Spurred by frustration that eBay has not yet sold its online classified ads business or made changes to its board, activist investor Starboard is nominating a series of new directors to the company board, including Starboard’s head of research, Peter Feld.
Starboard won the right to put one new director on the board of the online marketplace. However, it has privately nominated a set of new minority directors, according to people familiar with the matter.

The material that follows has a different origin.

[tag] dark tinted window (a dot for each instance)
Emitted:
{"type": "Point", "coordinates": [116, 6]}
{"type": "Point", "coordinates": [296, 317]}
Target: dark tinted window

Assuming there is no settlement by June of this year, those director nominees would be up for election at the San Jose, CA-based annual company meeting.
There was no confirmation on how many directors Starboard nominated to the 14-person eBay board. Feld also sits on a number of other boards of companies including Norton LifeLock Inc. The move comes after a rocky period for eBay, which was once a darling of the internet but has been diminished by the presence of eCommerce titan Amazon in recent years.
Recently eBay closed a $4 million sale of its StubHub ticketing business, leaving it with the classified ads business and the core marketplace, which works to connect buyers and sellers of various items of a wide-ranging nature.
In late February, after discussions with Starboard for several weeks, eBay announced that it had been exploring options for the classified business and is in discussion with several prospective buyers. Firms that have expressed interest are TPG, Blackstone, German publishing company Axel Springer and internet conglomerate Naspers, among others. The classified ads business, which mainly operates overseas, could be worth as much as $10 billion.
The marketplace business has also been the subject of takeover talk. New York Stock Exchange operator Intercontinental Exchange expressed interest, approaching eBay about a deal, although shareholders declined to move forward. And eBay was looking to sell off its South Korean arm earlier this month.
Currently, eBay has a marketplace valuation of around $28 billion.